Julius R. Latumaerissa
Julius R. Latumaerissa

Oleh : Julius R. Latumaerissa (Ekonom dan Pemerhati Kebijakan Pembangunan Maluku)

DALAM iklim kebebasan berpendapat, saya yakin kita semua sepakat untuk siapapun dia bisa menyatakan pendapat secara bebas dan bertanggung jawab. Namun patut diperhatikan bahwa dalam menggunakan hak berpendapat seharusnya disampaikan secara jujur, obyektif, beradasarkan logika akademis.

Hal ini perlu dikakukan sehingga tidak membingungkan pihak lain, bahkan pendapat yang kita sampaikan seharusnya bukan untuk menyenangkan pihak lain. Pengamat dan akademisi harus independen dalam berpendapat tanpa kepentingan apapun yang melatar belakangi pendapat yang disampaikan.

Sebaliknya sebagai pengamat atau akademisi harus memiliki obyektifitas berpikir dan harus mengakui bahwa perbedaan pendapat adalah sesuatu yang lumrah, karena masing-masing orang memiliki pijakan dan perspetif pandang yang berbeda untuk suatu objek permasalah.

Namun saya percaya bahwa seorang ekonom dan akademisi dala memberikan penilaian sudah tentu memiliki indikator-indikator makro ekonomi yang bersifat standard dan umum digunakan, siapapun dia pasti akan berpedoman pada semua indikator yang sering digunakan.

Perkembangan Ekonomi Maluku

Perkembangan ekonomi suatu daerah selalu diukur dengan tingkat pertumbuhan output (PDRB) baik dari sisi produksi (suplly) atau sisi pengeluaran (demand), menurut ukuran waktu, Tahunan, TW, Quartalan ataupun Semesteran.

Jika demikian maka perekonomian Maluku berdasarkan besaran Produk Domestik Regional Bruto (PDRB) atas dasar harga berlaku TW I-2019 sebesar 11,13 triliun, dan atas harga konstan 2010 sebesar 7,54 triliun.

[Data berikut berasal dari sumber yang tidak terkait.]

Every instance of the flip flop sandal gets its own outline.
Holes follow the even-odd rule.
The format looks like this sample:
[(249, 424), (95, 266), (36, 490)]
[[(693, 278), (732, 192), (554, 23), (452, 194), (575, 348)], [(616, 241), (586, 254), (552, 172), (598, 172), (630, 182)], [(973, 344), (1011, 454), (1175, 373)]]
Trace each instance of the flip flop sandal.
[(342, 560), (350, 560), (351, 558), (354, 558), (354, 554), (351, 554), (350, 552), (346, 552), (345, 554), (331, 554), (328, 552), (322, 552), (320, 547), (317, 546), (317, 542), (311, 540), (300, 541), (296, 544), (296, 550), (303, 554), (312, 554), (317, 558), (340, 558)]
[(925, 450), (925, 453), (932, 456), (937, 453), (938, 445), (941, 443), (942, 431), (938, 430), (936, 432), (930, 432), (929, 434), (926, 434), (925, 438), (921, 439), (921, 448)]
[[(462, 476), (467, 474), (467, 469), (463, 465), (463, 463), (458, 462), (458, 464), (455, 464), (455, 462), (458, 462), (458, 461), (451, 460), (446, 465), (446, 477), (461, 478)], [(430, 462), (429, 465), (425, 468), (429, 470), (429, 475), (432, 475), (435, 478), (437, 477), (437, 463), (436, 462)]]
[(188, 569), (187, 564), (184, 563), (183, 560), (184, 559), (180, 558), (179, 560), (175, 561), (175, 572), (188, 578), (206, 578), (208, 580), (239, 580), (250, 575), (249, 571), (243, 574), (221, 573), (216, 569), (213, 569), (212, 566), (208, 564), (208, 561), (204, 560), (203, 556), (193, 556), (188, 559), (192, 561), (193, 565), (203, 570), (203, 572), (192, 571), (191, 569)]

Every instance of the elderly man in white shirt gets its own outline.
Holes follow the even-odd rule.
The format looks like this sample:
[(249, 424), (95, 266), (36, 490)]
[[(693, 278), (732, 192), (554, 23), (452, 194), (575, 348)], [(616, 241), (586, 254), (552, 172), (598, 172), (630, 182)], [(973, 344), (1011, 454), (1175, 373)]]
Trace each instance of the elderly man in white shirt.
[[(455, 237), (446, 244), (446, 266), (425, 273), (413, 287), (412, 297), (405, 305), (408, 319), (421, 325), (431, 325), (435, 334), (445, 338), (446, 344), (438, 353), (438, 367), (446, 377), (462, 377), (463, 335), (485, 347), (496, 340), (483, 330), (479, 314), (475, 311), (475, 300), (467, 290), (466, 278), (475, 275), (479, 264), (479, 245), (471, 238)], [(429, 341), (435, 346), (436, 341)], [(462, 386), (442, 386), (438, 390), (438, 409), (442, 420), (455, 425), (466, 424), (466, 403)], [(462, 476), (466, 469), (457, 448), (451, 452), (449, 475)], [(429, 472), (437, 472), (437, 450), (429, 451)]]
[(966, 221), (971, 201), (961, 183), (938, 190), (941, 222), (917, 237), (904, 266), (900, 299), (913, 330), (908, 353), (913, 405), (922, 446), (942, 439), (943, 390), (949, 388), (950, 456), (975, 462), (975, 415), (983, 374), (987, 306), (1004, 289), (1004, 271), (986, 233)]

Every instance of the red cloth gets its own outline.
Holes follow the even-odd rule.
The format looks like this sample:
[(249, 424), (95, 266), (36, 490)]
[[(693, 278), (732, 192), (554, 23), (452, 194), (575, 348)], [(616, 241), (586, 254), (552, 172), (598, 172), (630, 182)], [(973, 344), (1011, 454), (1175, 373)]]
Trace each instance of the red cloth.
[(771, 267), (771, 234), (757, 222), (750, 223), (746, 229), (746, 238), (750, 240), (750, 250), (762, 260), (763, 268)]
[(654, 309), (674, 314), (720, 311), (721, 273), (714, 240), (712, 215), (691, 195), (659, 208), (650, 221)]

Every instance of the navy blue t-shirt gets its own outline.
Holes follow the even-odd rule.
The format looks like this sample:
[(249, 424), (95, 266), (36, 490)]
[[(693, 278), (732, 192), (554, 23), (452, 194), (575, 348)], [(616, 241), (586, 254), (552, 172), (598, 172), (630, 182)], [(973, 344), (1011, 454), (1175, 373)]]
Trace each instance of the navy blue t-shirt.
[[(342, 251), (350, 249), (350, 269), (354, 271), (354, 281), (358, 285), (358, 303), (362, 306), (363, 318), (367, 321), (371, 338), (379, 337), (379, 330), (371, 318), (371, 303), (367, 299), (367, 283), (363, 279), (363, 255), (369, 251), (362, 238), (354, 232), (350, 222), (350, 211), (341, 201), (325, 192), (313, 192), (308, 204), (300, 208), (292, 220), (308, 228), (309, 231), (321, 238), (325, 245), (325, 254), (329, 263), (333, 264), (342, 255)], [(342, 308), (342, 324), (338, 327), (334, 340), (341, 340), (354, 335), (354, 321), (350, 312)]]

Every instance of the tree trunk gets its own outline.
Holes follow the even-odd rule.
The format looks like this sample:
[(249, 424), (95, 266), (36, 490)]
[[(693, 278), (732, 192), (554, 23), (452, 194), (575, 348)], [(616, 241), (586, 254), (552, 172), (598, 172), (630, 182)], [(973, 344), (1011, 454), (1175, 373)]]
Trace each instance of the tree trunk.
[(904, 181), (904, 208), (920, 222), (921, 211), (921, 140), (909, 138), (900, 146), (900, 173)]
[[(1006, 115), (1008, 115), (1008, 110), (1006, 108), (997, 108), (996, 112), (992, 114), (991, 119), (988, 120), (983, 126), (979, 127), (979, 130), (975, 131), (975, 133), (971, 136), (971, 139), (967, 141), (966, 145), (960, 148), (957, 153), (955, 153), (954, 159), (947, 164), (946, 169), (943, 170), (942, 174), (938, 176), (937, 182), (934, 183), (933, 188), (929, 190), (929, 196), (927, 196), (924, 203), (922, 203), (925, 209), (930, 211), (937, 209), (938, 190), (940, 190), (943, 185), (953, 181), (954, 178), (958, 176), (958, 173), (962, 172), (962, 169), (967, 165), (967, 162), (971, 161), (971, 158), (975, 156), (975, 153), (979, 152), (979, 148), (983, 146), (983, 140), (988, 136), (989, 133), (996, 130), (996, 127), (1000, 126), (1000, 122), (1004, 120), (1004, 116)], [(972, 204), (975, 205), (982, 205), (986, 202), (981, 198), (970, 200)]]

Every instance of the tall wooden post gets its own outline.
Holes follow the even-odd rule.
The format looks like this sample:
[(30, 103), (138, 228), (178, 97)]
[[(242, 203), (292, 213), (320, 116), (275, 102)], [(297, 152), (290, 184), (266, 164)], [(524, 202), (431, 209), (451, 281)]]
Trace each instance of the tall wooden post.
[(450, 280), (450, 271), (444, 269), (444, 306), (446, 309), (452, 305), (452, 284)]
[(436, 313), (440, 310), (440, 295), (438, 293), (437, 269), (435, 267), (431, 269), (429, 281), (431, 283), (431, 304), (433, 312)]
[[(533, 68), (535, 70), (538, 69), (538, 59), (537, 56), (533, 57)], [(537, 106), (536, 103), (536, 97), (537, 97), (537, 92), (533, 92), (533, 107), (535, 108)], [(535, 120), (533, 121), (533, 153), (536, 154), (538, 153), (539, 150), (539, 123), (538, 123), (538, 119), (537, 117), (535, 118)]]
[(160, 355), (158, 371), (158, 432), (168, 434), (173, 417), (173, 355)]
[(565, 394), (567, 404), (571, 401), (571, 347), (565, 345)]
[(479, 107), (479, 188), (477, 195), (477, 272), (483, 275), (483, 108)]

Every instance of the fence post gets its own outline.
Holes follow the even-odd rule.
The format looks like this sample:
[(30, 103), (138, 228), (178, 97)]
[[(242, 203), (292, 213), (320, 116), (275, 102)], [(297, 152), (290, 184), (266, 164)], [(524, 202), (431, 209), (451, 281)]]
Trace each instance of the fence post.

Pada TW II-2019 PDRB Maluku tercatat sebesar 11,44 triliun dan atas harga konstan 2010 sebesar 7,70 triliun.

Pada TW I-2020 mencapai 11,75 triliun rupiah dan atas harga konstan 2010 mencapai 7,84 triliun rupiah[2].  Dari angka tersebut maka diketahui bahwa selama periode TW I-2019 dan TW II-2019 sampai TW I-2020 tingkat perubahan PDRB kurang lebih sebesar 310 milyar saja. 

Dilihat dari aspek pertumbuhan maka ekonomi Maluku TW I-2019 tumbuh sebesar 6,32% sedangkan pada TW II-2019 tumbuh sebesar 6,09% atau turun sebesar 0,23%.  sedangkan pada TW I-2020 tumbuh menurun 4,01% atau mengalami penurunan sebesar 2,31% dari periode TW I-2019.

Dari data di atas jelas diketahui bahwa selama periode TW I-2019 dan TW II-2019 sampai TW-I 2020 pertumbuhan ekonomi Maluku mengalami penurunan yang sangat signifikan baik dari sisi produksi maupun dari sisi pengeluaran.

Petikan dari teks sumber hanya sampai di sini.